It is now widely recognized that the tumor microenvironment promotes
cancer cell growth and
metastasis via changes in
cytokine secretion and extracellular matrix remodeling. However, the role of
tumor stromal cells in providing energy for epithelial
cancer cell growth is a newly emerging paradigm. For example, we and others have recently proposed that
tumor growth and
metastasis is related to an energy imbalance. Host cells produce energy-rich nutrients via catabolism (through autophagy, mitophagy, and aerobic glycolysis), which are then transferred to
cancer cells to fuel anabolic
tumor growth. Stromal cell-derived L-
lactate is taken up by
cancer cells and is used for mitochondrial oxidative phosphorylation (OXPHOS) to produce
ATP efficiently. However, "parasitic" energy transfer may be a more generalized mechanism in
cancer biology than previously appreciated. Two recent papers in Science and Nature Medicine now show that lipolysis in host tissues also fuels
tumor growth. These studies demonstrate that
free fatty acids produced by host cell lipolysis are re-used via beta-oxidation (beta-OX) in
cancer cell mitochondria.
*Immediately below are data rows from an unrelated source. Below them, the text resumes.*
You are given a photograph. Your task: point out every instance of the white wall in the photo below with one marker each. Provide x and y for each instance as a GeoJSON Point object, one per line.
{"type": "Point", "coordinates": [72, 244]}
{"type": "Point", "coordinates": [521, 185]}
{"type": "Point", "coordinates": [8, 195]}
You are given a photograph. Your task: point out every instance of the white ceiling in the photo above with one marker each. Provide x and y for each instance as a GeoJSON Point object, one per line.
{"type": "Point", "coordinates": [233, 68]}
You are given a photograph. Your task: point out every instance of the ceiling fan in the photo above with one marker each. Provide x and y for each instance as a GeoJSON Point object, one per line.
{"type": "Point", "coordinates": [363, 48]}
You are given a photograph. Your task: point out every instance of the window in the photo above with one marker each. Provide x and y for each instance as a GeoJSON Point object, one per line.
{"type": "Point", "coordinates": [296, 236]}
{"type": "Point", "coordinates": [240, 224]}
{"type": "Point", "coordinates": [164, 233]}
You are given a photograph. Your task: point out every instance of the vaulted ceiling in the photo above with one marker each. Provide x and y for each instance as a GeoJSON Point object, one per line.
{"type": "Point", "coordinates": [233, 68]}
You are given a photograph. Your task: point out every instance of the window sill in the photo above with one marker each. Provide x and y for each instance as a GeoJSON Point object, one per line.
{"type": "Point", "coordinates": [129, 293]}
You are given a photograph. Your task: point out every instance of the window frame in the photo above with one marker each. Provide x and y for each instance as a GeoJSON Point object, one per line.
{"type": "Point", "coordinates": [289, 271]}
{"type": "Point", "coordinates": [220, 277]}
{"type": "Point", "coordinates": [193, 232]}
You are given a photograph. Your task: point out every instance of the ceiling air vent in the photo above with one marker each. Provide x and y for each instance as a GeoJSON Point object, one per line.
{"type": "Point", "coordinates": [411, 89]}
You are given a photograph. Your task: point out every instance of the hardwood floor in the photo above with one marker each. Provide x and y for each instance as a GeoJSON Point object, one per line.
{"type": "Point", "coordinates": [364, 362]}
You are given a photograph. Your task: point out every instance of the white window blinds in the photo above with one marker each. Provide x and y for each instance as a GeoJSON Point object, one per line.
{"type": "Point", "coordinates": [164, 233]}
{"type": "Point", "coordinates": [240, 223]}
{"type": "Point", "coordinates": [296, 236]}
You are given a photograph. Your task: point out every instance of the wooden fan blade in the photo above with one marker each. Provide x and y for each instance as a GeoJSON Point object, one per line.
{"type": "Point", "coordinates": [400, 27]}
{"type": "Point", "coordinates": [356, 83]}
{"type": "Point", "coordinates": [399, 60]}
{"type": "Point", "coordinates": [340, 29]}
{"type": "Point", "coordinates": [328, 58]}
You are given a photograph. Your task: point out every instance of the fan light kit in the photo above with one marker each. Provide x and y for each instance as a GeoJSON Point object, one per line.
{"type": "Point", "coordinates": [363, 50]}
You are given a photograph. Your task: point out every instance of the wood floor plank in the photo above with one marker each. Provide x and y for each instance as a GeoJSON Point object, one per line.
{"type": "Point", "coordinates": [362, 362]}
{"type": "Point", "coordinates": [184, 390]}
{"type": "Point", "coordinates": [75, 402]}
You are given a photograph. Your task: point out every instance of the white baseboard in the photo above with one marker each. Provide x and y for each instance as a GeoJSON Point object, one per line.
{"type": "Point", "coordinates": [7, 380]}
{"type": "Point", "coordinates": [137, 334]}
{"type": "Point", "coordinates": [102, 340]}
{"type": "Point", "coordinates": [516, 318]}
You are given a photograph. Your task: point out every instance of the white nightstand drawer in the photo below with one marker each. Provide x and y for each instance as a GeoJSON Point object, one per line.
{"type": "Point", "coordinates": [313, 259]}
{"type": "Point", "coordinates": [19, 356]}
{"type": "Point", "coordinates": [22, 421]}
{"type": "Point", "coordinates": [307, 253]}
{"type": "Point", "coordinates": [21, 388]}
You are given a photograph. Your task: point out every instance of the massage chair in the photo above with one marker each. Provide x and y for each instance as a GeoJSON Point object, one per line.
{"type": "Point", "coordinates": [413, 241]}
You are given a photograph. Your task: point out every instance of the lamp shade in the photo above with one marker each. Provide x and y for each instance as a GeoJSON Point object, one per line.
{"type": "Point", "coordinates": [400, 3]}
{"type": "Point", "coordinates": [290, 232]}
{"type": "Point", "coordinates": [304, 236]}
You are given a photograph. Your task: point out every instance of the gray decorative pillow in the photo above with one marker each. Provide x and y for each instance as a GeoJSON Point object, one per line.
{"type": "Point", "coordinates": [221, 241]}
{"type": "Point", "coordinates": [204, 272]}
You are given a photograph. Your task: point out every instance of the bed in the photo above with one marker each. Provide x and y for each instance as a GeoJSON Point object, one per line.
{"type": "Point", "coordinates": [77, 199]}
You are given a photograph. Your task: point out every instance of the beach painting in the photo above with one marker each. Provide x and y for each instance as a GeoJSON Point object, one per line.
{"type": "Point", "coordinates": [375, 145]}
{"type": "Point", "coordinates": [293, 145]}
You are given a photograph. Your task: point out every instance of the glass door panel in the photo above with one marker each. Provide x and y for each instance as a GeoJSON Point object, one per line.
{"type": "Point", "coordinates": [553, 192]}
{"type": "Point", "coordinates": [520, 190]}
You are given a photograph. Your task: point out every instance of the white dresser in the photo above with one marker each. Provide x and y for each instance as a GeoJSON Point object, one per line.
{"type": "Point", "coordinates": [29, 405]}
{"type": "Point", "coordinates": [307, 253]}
Thus, stromal catabolites (such as
lactate,
ketones,
glutamine and
free fatty acids) promote
tumor growth by acting as high-energy onco-metabolites. As such, host catabolism, via autophagy, mitophagy and lipolysis, may explain the pathogenesis of
cancer-associated
cachexia and provides exciting new druggable targets for novel therapeutic interventions. Taken together, these findings also suggest that
tumor cells promote their own growth and survival by behaving as a "parasitic organism." Hence, we propose the term "Parasitic
Cancer Metabolism" to describe this type of metabolic coupling in
tumors. Targeting
tumor cell mitochondria (OXPHOS and beta-OX) would effectively uncouple
tumor cells from their hosts, leading to their acute
starvation. In this context, we discuss new evidence that high-energy onco-metabolites (produced by the stroma) can confer drug resistance. Importantly, this metabolic chemo-resistance is reversed by blocking OXPHOS in
cancer cell mitochondria with drugs like
Metformin, a mitochondrial "
poison." In summary, parasitic
cancer metabolism is achieved architecturally by dividing
tumor tissue into at least two well-defined opposing "metabolic compartments:" catabolic and anabolic.